Visages de l'Orient extrême

La Compagnie de la Chine et des Indes révèle la beauté et la perfection d’un art à figure humaine.


Tête de Bodhisattva, stuc,
traces de poychrome,
art du Gandhara, 2e/ 4e siècle
© Compagnie de la Chine
et des Indes
À la Compagnie de la Chine et des Indes, c’est au sous-sol que tout s’expose : Bouddha, Bodhisattva ou « Fat ladies » tournent leur regard vers le visiteur. Dans la salle souterraine, semblable aux grottes ornées de figures de dévotion, le silence se fait de lui-même. Un respect certainement imposé par les nombreuses représentations religieuses qui se déclinent à l’intérieur des vitrines et dans l’espace central sous toutes leurs formes. Au premier regard, on ne discerne aucune classification stylistique ni géographique. Ces œuvres étant toutes destinées à orner des temples ou des autels de riches dignitaires, la perfection est de rigueur.



«Dans la statuaire, il n’y avait pas de place pour le médiocre.» (Mike Winter-Rousset)

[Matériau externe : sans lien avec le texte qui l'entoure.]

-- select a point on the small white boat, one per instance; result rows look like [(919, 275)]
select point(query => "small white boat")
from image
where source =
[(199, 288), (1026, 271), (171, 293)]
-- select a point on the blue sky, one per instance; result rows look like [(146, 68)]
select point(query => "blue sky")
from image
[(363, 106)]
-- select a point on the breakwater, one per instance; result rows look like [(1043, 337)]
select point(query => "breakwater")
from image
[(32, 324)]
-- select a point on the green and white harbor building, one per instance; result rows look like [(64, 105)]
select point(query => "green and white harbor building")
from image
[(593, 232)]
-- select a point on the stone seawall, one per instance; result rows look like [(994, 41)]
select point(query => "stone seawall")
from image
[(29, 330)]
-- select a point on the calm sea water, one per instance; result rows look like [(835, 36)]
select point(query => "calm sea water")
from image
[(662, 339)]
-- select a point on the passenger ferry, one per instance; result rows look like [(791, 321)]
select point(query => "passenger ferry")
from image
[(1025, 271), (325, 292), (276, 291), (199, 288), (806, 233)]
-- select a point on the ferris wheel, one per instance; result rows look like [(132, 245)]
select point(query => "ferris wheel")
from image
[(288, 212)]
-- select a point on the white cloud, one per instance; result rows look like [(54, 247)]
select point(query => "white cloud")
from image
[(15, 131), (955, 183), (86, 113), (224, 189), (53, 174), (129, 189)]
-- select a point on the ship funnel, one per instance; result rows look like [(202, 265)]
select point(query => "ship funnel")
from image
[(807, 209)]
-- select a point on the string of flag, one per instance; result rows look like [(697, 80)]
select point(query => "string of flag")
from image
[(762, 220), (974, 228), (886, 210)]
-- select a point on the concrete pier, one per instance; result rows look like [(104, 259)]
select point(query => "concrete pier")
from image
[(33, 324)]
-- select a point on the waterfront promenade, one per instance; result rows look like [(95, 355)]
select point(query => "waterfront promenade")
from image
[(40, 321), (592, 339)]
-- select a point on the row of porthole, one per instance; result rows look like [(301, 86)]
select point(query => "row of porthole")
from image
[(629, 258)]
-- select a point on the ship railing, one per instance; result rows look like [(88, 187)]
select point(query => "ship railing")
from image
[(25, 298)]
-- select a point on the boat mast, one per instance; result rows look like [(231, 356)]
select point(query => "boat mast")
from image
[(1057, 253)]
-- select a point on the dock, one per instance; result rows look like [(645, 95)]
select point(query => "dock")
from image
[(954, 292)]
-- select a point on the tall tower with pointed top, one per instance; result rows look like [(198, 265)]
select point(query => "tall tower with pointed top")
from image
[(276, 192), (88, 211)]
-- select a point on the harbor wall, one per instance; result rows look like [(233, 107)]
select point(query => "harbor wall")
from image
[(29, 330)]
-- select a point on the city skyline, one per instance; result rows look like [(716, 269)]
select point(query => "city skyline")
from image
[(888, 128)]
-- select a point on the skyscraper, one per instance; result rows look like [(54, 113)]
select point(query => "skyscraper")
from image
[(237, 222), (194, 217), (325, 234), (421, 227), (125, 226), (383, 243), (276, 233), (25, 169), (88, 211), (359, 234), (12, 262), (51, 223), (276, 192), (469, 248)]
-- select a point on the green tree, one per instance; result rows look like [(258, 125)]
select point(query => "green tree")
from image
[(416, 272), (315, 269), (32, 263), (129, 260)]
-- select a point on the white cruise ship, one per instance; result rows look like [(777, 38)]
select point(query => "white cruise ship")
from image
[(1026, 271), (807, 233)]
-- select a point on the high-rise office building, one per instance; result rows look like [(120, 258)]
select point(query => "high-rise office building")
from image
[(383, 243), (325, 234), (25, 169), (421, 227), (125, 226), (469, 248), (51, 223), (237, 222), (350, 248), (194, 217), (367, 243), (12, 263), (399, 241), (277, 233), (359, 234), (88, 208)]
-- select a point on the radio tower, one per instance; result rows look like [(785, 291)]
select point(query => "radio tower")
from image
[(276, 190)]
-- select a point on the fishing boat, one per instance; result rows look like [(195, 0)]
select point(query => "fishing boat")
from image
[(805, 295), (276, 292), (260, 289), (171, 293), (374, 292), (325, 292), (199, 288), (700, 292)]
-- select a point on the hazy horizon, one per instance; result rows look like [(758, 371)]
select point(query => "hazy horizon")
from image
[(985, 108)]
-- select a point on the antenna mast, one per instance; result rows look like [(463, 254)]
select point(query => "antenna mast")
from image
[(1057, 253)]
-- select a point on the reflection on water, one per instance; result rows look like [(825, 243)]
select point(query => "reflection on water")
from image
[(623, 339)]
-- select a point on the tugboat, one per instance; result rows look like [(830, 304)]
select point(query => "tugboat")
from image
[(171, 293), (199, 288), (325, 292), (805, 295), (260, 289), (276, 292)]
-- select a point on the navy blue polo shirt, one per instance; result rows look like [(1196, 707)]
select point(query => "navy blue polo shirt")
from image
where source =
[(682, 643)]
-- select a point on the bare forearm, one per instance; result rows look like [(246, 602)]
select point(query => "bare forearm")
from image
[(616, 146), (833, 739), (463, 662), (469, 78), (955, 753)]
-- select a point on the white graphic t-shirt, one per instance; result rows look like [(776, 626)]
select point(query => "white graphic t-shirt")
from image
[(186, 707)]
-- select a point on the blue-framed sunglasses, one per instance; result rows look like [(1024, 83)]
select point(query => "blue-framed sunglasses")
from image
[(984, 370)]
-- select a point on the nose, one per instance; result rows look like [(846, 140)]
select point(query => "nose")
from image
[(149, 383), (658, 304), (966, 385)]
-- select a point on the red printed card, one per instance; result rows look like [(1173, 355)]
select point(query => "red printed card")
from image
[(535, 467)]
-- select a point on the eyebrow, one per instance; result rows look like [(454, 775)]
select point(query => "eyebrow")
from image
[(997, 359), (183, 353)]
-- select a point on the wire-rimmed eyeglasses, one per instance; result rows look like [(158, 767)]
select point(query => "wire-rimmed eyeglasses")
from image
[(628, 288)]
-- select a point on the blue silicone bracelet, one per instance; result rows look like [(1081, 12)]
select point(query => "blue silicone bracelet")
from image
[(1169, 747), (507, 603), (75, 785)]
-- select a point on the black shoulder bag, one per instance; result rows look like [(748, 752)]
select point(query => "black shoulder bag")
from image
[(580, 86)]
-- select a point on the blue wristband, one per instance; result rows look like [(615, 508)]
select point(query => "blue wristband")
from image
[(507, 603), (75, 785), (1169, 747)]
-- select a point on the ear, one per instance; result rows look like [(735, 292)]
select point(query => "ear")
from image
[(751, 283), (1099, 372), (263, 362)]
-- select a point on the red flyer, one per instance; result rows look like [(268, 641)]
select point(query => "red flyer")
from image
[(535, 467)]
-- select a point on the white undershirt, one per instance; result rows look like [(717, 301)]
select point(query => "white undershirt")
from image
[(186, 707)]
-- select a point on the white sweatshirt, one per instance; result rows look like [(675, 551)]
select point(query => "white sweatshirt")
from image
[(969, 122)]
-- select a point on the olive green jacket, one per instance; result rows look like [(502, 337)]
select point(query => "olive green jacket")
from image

La multitude des matériaux et des techniques offre au visiteur un panorama, non-exhaustif, des capacités créatrices d’Extrême-Orient. Sur la trentaine de pièces qui participent à cette présentation, aucune expression n’est semblable : force, méditation, rage ou sensibilité. Dans un angle de la pièce, une tête en stuc, celle d’un Bodhisattva du Gandhara daté du 2e au 4e siècle. Ce style gréco-bouddhique originaire d’Afghanistan est particulièrement prisé cette année. Coiffée d’un turban préformé ou mandila, la figure présente une expression de contemplation et de réflexion intérieure soulignée par la pureté des traits. À côté de cette pièce vendue 180 000 F, une vitrine rassemble des petites têtes de Bouddha en bronze du 15e et 18e siècle à 2500 F. De beaux exemples de « Fat lady », terres cuites Tang du 7e au 9e siècle qui accompagnaient les morts vers leur ultime demeure, participent à la présentation.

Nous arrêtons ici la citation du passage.